DomusFM: A Foundation Model for Smart-Home Sensor Data

TL;DR

This paper presents DomusFM, the first foundation model pretrained directly on diverse smart-home sensor data to address data scarcity and privacy in ADL recognition and next-events prediction. The model uses a dual-contrastive, self-supervised framework to learn token-level semantic attributes and sequence-level temporal dependencies, via an event-level encoder and a contextualized transformer, with semantic embeddings derived from a lightweight language model. Through leave-one-dataset-out evaluation on seven public datasets, DomusFM achieves superior accuracy and generalization, even when fine-tuned with as little as 5% of labeled data, and demonstrates strong edge-deployability (memory < 500 MB, ~10 ms per window). Compared with zero-shot LLM approaches, DomusFM provides faster, private, and more scalable performance while maintaining high task versatility, making it practical for real-world smart-home systems and edge computing scenarios.

Abstract

Smart-home sensor data holds significant potential for several applications, including healthcare monitoring and assistive technologies. Existing approaches, however, face critical limitations. Supervised models require impractical amounts of labeled data. Foundation models for activity recognition focus only on inertial sensors, failing to address the unique characteristics of smart-home binary sensor events: their sparse, discrete nature combined with rich semantic associations. LLM-based approaches, while tested in this domain, still raise several issues regarding the need for natural language descriptions or prompting, and reliance on either external services or expensive hardware, making them infeasible in real-life scenarios due to privacy and cost concerns. We introduce DomusFM, the first foundation model specifically designed and pretrained for smart-home sensor data. DomusFM employs a self-supervised dual contrastive learning paradigm to capture both token-level semantic attributes and sequence-level temporal dependencies.
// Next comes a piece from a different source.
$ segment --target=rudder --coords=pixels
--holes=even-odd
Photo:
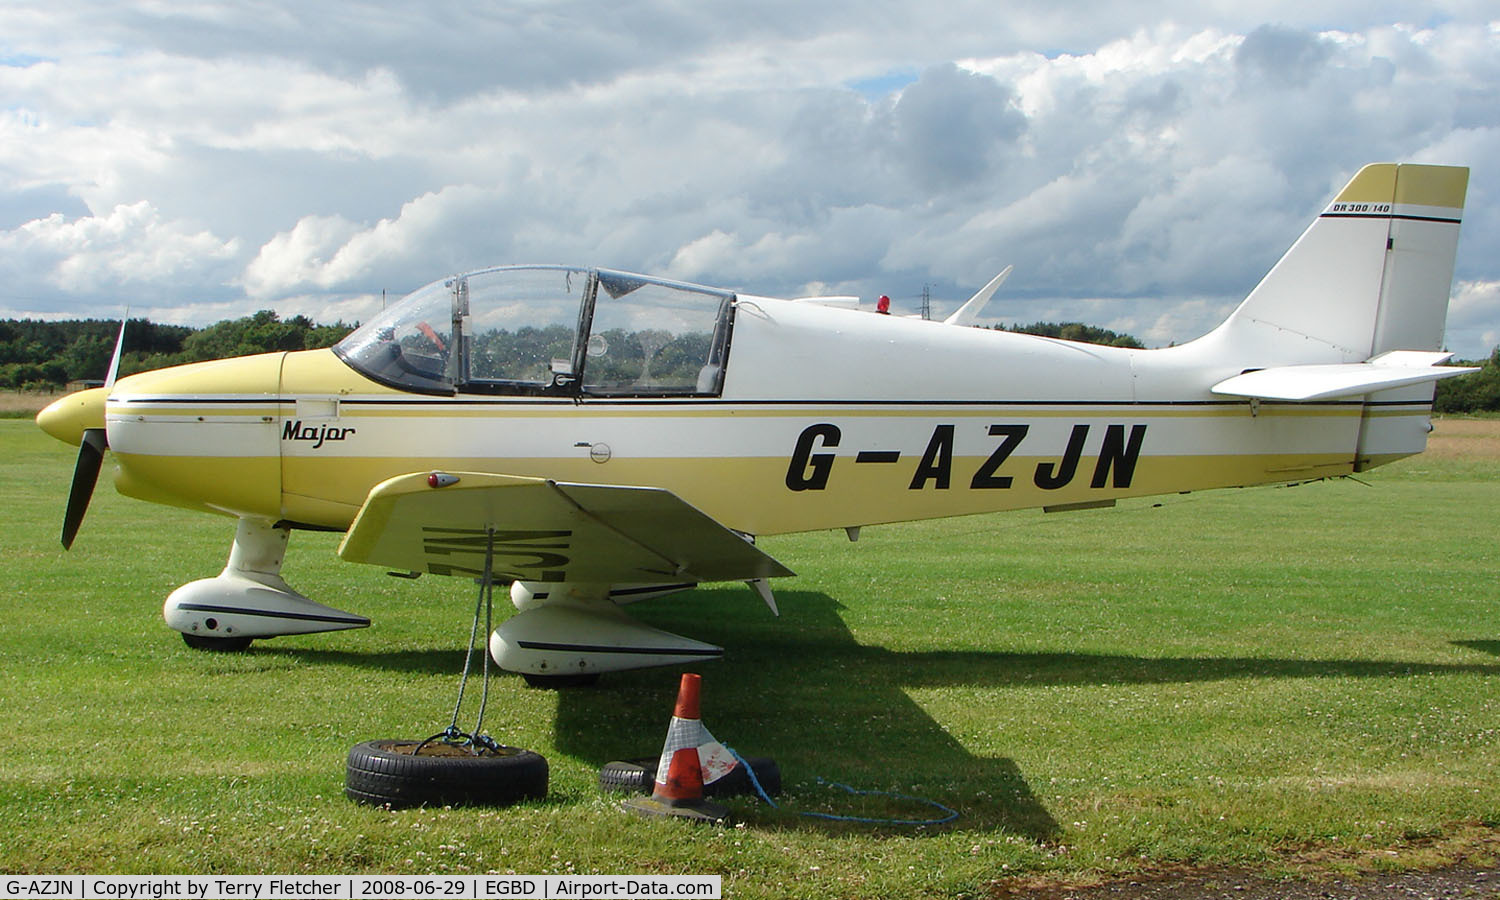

By integrating semantic embeddings from a lightweight language model and specialized encoders for temporal patterns and binary states, DomusFM learns generalizable representations that transfer across environments and tasks related to activity and event analysis. Through leave-one-dataset-out evaluation across seven public smart-home datasets, we demonstrate that DomusFM outperforms state-of-the-art baselines on different downstream tasks, achieving superior performance even with only 5% of labeled training data available for fine-tuning. Our approach addresses data scarcity while maintaining practical deployability for real-world smart-home systems.
Paper Structure (66 sections, 11 equations, 4 figures, 9 tables)

This paper contains 66 sections, 11 equations, 4 figures, 9 tables.

Figures (4)

  • Figure 1: Event streams from the two different kinds of sensors.
  • Figure 2: High level architecture
  • Figure 3: Detailed architecture of DomusFM's two main components. The Event-level Feature Extraction encodes sensor event attributes through specialized encoders and integrates them via Attribute Self-Attention. The Contextualized Event-level Feature Extraction uses transformer layers to capture temporal dependencies and produce context-aware event representations.
  • Figure 4: Dual contrastive learning framework for pretraining DomusFM. Attribute-level contrastive loss learns robust event representations by masking individual attributes, while event-level contrastive loss captures temporal context by masking entire events. Both stages use augmented data streams to learn representations through contrastive objectives.